What should you expect from your board?
We believe that the The Bridgespan Group, “What Are the Basic Responsibilities of Nonprofit Boards?” by BoardSource said it best. We have included a summary and a few notes of our own here.
- Determine the
nonprofit’s mission and purpose: Messaging, specifically the Mission Statement
(and Vision Statement, if applicable), are meant to be reviewed by the board in
order to decide if it is still relevant to the nonprofit’s goals and its
current state (in terms of revenue and resources) or if a revamp is needed.
- Select the chief
executive and related staff: The board must figure out and delegate who is the
best person suited for the job of chief executive. When that person is
appointed, the board must also make clear what the chief executive’s roles,
responsibilities, and expectations are.
- Support and
evaluate said chief executive: Board members must provide support for the chief
executive at the professional and ethical levels in order to keep the nonprofit
- Ensure effective
planning: All members should take an active part in planning, monitoring, and
assisting the nonprofit in achieving its goals.
- Monitor and
strengthen programs and services: The board must look at all programs and
campaigns in place and ensure that they are effective and make decisions to
either eliminate or fine-tune a struggling campaign. They must also ensure that
these campaigns, programs, and services are still in keep with the nonprofit’s
missions and beliefs.
- Ensure adequate
resources: Probably one of the biggest responsibilities of the board, they must
work to secure sufficient funds and resources for the nonprofit to keep its
doors open and continue its mission.
- Protect assets
and provide proper financial oversight: Help construct financial plans and make
the final decisions on budgets. The board, quite simply, are the guards of the
nonprofit’s money. They have to protect it and allocate it wisely.
- Build a competent
board: Current board members are responsible for deciding what the requirements
are to join the board. They are meant to bring in and train new members and
assess themselves and their effectiveness.
- Ensure integrity
in all aspects: The board is meant to uphold all legal standards and ensure
that the nonprofit operates within those parameters while following a moral
- Enhance public standing: This is the reason you need board members who are involved in their community. The board must communicate with the public and showcase the nonprofit’s accomplishments, goals, and mission.

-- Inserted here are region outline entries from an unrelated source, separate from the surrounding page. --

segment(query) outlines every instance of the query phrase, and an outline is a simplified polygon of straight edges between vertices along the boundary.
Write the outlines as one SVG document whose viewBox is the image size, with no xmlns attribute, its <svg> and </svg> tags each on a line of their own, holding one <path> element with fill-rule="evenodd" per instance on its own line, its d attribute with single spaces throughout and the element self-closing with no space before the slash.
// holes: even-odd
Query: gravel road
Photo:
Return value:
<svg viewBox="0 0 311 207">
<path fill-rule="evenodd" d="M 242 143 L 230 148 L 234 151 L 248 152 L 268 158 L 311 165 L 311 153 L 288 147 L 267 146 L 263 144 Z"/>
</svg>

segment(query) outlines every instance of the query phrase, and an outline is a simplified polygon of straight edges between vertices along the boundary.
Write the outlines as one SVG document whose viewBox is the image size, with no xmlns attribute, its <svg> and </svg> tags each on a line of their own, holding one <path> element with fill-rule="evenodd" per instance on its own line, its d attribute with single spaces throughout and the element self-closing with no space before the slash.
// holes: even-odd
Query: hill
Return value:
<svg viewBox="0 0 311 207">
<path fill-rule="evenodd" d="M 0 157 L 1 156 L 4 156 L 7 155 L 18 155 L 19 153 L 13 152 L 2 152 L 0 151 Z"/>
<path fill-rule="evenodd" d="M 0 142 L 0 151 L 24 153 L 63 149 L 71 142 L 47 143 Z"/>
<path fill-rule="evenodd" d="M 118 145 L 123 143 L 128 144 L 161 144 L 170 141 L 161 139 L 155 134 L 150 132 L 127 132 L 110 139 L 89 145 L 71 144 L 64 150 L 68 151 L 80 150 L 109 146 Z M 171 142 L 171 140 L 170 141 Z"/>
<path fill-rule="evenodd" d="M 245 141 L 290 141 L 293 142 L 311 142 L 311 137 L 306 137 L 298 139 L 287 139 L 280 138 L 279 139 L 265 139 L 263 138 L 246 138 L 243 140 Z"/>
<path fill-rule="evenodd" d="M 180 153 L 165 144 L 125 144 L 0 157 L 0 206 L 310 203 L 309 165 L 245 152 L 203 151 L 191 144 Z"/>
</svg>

What should you expect from individual board members?
Board members as a whole have their expectations laid out for them, just like the list above indicates. A board is a machine made up of many parts, which are the individual board members themselves; they have their own list below, outlining what your nonprofit can expect of them and their participation on your board.
Individual members must:
- Demonstrate understanding of the nonprofit’s mission. This also includes being conscious of the issues (operational, legal, and ethical) that are related to the organization’s mission.
- Have some working knowledge of the nonprofit sector, including the willingness to keep up with recent trends and current events within the nonprofit world.
- Bring their own work experience, skills, and training to the board.
- Have an understanding of all financial areas of the nonprofit.
- Maintain the nonprofit’s legal standing, make sure its operating soundly within legal parameters.
- Maintain confidentiality.
And then a few additional points that aren’t always discussed with the ones above: individual board members should bring the right energy to the table. Running a nonprofit is not an easy gig and it can be full of discouraging moments. Maintaining positivity will ensure a clear head for making decisions and creating the right environment to work, which leads to the next point.
Be respectful of your fellow board members! I know that this bit may come off as very elementary school, but more often than not, it is an integral part in maintaining good relationships with people. Along with a positive attitude, board members can continue to work effectively and confidently towards their nonprofit’s mission and goals.